```markdown
# 📝 Text Classification with TF-IDF + SVM and MLflow

This notebook trains a **TF-IDF + SVM** classifier for text classification and logs results with **MLflow**.

Pipeline:
1. Load and preprocess dataset
2. TF-IDF vectorization
3. Train **SVM** with hyperparameter tuning
4. Calibrate classifier to output probabilities
5. Evaluate with CV, accuracy, and F1 score
6. Log results and model to **MLflow**
```

In [1]:
# 🔧 Imports
import pandas as pd
import numpy as np
from sklearn.feature_extraction.text import TfidfVectorizer
from sklearn.svm import LinearSVC
from sklearn.calibration import CalibratedClassifierCV
from sklearn.model_selection import GridSearchCV, StratifiedKFold, cross_val_score
from sklearn.metrics import accuracy_score, f1_score
import mlflow
import mlflow.sklearn
from mlflow.models.signature import infer_signature
import nltk
from nltk.stem import WordNetLemmatizer
import re

In [2]:
# 📥 Download NLTK resources
nltk.download('wordnet')
nltk.download('punkt')
nltk.download('stopwords')

[nltk_data] Downloading package wordnet to
[nltk_data]     /home/medhedimaaroufi/nltk_data...
[nltk_data]   Package wordnet is already up-to-date!
[nltk_data] Downloading package punkt to
[nltk_data]     /home/medhedimaaroufi/nltk_data...
[nltk_data]   Package punkt is already up-to-date!
[nltk_data] Downloading package stopwords to
[nltk_data]     /home/medhedimaaroufi/nltk_data...
[nltk_data]   Package stopwords is already up-to-date!


True

In [4]:
# ⚙️ Set MLflow Tracking URI
mlflow.set_tracking_uri("http://localhost:8080")

In [10]:
# 📂 Load and preprocess dataset
def load_data(dataset_path="../dataset/all_tickets_processed_improved_v3.csv"):
    df = pd.read_csv(dataset_path)
    if 'Document' not in df.columns or 'Topic_group' not in df.columns:
        raise ValueError("Dataset must contain 'Document' and 'Topic_group' columns")
    
    # Stopwords + Lemmatizer
    stop_words = set(nltk.corpus.stopwords.words('english')) | {'please', 'ticket', 'help'}
    lemmatizer = WordNetLemmatizer()
    
    def preprocess_text(text):
        text = re.sub(r'[^\w\s]', '', text.lower())  
        tokens = re.findall(r'\w+', text)
        tokens = [lemmatizer.lemmatize(word) for word in tokens if word not in stop_words]
        return ' '.join(tokens)
    
    df['Document'] = df['Document'].apply(preprocess_text)
    return df['Document'].values, df['Topic_group'].values

X, y = load_data()
print(f"Dataset loaded. {len(X)} samples.")

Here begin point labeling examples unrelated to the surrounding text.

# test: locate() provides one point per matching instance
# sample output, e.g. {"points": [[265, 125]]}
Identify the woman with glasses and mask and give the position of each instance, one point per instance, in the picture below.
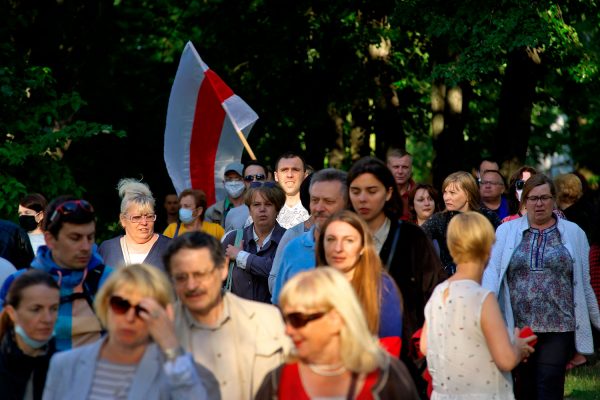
{"points": [[26, 335], [251, 250], [139, 243], [192, 204], [31, 218], [335, 355], [516, 207], [140, 357], [540, 270]]}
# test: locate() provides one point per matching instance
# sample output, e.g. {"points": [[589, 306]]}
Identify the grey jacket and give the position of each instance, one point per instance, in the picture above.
{"points": [[71, 375], [508, 237]]}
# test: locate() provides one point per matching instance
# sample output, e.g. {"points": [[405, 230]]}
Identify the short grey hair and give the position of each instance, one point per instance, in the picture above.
{"points": [[332, 175], [136, 192]]}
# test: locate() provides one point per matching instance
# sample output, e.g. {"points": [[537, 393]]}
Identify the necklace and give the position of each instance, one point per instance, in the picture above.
{"points": [[327, 369]]}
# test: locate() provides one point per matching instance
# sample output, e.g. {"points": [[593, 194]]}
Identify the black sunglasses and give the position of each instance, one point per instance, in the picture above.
{"points": [[70, 207], [120, 306], [257, 177], [519, 184], [269, 184], [298, 320]]}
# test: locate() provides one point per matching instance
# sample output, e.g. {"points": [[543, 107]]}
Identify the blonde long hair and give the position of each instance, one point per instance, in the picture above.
{"points": [[367, 271], [327, 288]]}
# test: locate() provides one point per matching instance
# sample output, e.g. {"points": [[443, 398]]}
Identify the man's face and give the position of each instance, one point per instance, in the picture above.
{"points": [[171, 204], [491, 186], [290, 174], [256, 172], [72, 248], [326, 198], [197, 280], [401, 168], [486, 166]]}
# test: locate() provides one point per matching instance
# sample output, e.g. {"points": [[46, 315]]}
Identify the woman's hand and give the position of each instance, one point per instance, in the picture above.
{"points": [[233, 251], [160, 323], [522, 345]]}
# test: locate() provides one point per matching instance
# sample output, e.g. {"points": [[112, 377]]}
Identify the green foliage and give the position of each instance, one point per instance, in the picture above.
{"points": [[37, 129]]}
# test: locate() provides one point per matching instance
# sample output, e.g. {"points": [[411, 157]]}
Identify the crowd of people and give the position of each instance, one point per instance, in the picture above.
{"points": [[300, 284]]}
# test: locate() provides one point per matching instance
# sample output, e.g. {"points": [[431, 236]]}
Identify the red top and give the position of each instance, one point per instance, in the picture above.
{"points": [[290, 385]]}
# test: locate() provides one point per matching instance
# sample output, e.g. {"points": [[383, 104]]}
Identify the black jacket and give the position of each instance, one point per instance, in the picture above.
{"points": [[16, 368]]}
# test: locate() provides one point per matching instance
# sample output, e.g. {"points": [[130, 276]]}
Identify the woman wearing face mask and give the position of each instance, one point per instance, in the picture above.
{"points": [[26, 329], [140, 243], [423, 202], [31, 217], [460, 194], [346, 244], [191, 216]]}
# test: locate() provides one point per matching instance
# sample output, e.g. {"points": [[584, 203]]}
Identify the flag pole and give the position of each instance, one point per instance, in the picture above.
{"points": [[239, 132]]}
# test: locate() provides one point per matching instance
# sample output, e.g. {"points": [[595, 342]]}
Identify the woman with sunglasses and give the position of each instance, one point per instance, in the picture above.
{"points": [[335, 354], [139, 243], [140, 357], [31, 217], [26, 330], [540, 270], [347, 245], [251, 250], [516, 208]]}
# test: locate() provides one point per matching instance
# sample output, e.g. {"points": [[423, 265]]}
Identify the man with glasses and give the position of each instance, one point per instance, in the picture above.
{"points": [[234, 186], [238, 217], [491, 190], [71, 257], [239, 341]]}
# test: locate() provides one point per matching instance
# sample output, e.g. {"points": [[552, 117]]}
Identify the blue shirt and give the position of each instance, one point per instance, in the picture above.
{"points": [[299, 255]]}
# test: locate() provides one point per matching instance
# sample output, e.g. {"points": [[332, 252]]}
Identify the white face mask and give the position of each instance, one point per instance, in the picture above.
{"points": [[519, 193], [235, 188]]}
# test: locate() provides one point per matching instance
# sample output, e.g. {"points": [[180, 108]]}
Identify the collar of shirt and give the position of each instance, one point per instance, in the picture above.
{"points": [[382, 234], [256, 238], [193, 323]]}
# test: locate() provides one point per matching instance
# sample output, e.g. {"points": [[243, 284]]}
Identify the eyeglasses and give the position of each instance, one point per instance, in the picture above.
{"points": [[491, 183], [257, 177], [70, 207], [299, 320], [136, 219], [544, 199], [269, 184], [181, 279], [121, 306]]}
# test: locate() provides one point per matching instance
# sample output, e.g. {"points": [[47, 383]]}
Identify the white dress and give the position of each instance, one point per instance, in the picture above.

Dataset loaded. 47837 samples.


In [11]:
# 🏋️ Train TF-IDF + SVM model
def train_tfidf_svm(X, y):
    # Vectorizer
    vectorizer = TfidfVectorizer(
        ngram_range=(1, 3), 
        max_features=10000, 
        min_df=5, 
        sublinear_tf=True
    )
    X_tfidf = vectorizer.fit_transform(X)

    # Grid Search for best C
    param_grid = {'C': [0.01, 0.1, 1, 10, 100], 'penalty': ['l2']}
    svm = LinearSVC(class_weight='balanced', max_iter=2000)
    grid_search = GridSearchCV(svm, param_grid, cv=3, scoring='f1_weighted')
    grid_search.fit(X_tfidf, y)

    # Calibrate for probabilities
    best_svm = grid_search.best_estimator_
    calibrated_svm = CalibratedClassifierCV(best_svm, cv=3)
    calibrated_svm.fit(X_tfidf, y)

    # Cross-validation accuracy
    cv = StratifiedKFold(n_splits=5, shuffle=True, random_state=42)
    cv_scores = cross_val_score(best_svm, X_tfidf, y, cv=cv, scoring='accuracy')

    # Predictions
    y_pred = calibrated_svm.predict(X_tfidf)
    probabilities = calibrated_svm.predict_proba(X_tfidf)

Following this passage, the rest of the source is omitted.